Croit-on qu'à toujours de la sorte ne faire que prétendre penser, il finirait pourtant par en rester quelque chose d'autre qu'une fichue migraine, autre chose que divers clubs de "penseurs" se satisfaisant de leur propre importance officielle supposée et soucieux surtout de ne pas "faire de vagues" pour rester bien peinards, immortalisés peut-être dans l'attitude du penseur (de Rodin)? Aurons-nous enfin droit à autre chose que l'expression de pensées stériles ou avortées, prédestinées à l'inéluctable fossilisation dans les archives poussiéreuses de l'une ou l'autre administration aussi impuissante qu'autonome?

Le ministre lui-même admet se heurter à une importante difficulté: celle de "trouver la cohérence la plus fine" (sic) "entre les différents niveaux de pouvoir et de compétences" qui [ne] se disputent [surtout pas] "l'organisation [la bonne!] des soins de santé mentale" dans notre Belgique fédéralisée, régionalisée, communautarisée (il n'est surtout pas question de quelconques et terre-à-terre mises en oeuvre car, c'est bien connu, nos ministres ne semblent savoir s'occuper que d'organigrammes sur beau papier, pas de leur possible ou impossible mais inappréciable - au sens premier du terme - application pratique sur le "terrain", pas de leur adéquation au monde réel).
C'est le ministre en personne qui nous rappelle que, en matière de "soins" de "santé mentale", la programmation et le financement sont de la compétence des instances fédérales, leur organisation est de la responsabilité des Régions, la promotion de la santé mentale (dont la fameuse soi-disant prévention!) est du ressort des Communautés [linguistiques] (on a déjà dit à maints endroits sur ce site l'attrape-nigaud que constitue cette dernière prétendue "prise en charge").
Toutes ces dispositions ont déjà été "bétonnées" par des lois, des arrêtés royaux et ministériels et des accords politiques qui remontent à plus d'une décennie (et sur lesquels aucun responsable "en place" ne se risquerait à tenter de revenir); les usagers ont eu beau s'en plaindre à diverses reprises, rien n'y a fait: le système est ainsi conçu que les plaignants ne puissent jamais s'adresser qu'au mauvais guichet: celui qui, pour une raison ou une autre, pour un aspect ou un autre de la demande, soit n'a pas les moyens de réponse, soit n'est pas compétent. Schéma parfait pour, "très dynamiquement", ne rien faire "à aucun niveau", ou ne jamais faire que des "projets" dont ceux qui les élucubrent devraient savoir, d'avance et dès l'origine, qu'ils seront, tout au plus, des coquilles vides ou voués à l'échec.

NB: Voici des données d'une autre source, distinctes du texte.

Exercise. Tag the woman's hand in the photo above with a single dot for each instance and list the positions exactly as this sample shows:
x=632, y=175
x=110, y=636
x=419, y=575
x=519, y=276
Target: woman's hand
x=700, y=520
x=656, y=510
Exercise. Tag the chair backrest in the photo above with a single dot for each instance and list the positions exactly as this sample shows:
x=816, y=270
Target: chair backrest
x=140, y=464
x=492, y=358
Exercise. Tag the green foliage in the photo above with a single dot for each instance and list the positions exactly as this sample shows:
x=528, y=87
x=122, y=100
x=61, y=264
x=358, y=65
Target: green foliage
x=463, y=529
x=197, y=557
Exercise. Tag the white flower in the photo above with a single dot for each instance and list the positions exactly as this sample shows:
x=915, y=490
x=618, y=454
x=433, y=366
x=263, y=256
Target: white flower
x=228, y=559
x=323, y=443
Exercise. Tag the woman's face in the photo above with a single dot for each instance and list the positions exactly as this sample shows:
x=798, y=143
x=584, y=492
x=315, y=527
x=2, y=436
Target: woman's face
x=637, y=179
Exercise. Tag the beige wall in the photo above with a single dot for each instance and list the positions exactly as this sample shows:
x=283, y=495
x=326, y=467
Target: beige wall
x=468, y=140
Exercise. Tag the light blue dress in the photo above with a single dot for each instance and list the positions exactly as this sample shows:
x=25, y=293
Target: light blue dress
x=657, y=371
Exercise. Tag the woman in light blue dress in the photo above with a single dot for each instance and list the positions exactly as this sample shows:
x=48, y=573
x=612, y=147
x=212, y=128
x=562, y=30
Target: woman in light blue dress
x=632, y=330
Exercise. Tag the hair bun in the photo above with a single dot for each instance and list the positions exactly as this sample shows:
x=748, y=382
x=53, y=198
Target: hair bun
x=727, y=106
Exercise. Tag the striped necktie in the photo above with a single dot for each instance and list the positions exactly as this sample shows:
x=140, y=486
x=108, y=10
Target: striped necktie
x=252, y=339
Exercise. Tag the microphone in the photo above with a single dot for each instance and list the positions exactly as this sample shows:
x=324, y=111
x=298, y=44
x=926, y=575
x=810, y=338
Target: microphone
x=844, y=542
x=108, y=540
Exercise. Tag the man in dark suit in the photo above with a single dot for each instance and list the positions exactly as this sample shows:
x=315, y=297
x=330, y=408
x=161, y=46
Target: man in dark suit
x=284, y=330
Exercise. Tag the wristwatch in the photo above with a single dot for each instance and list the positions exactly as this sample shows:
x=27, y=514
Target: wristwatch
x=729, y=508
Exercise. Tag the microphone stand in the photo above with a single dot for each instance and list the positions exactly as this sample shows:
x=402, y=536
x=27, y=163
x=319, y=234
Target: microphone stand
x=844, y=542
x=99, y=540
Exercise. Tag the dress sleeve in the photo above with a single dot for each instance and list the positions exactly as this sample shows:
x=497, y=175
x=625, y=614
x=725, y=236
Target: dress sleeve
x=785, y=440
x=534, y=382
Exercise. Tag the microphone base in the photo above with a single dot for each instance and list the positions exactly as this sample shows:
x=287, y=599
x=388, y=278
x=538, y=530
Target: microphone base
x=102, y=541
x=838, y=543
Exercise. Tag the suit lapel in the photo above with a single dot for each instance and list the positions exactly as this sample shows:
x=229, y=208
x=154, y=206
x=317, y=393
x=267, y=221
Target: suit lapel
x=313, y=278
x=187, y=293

Ce n'est pas un quelconque "Institut" consultatif supplémentaire inventé "au niveau régional" qui pourra faire corriger les incohérences (imposer les corrections nécessaires aux aberrations) bureaucratiques voulues par nos politiques de tous échelons et instances confondus, même si certains, aujourd'hui, affirment être à la recherche d'une "cohérence la plus fine"!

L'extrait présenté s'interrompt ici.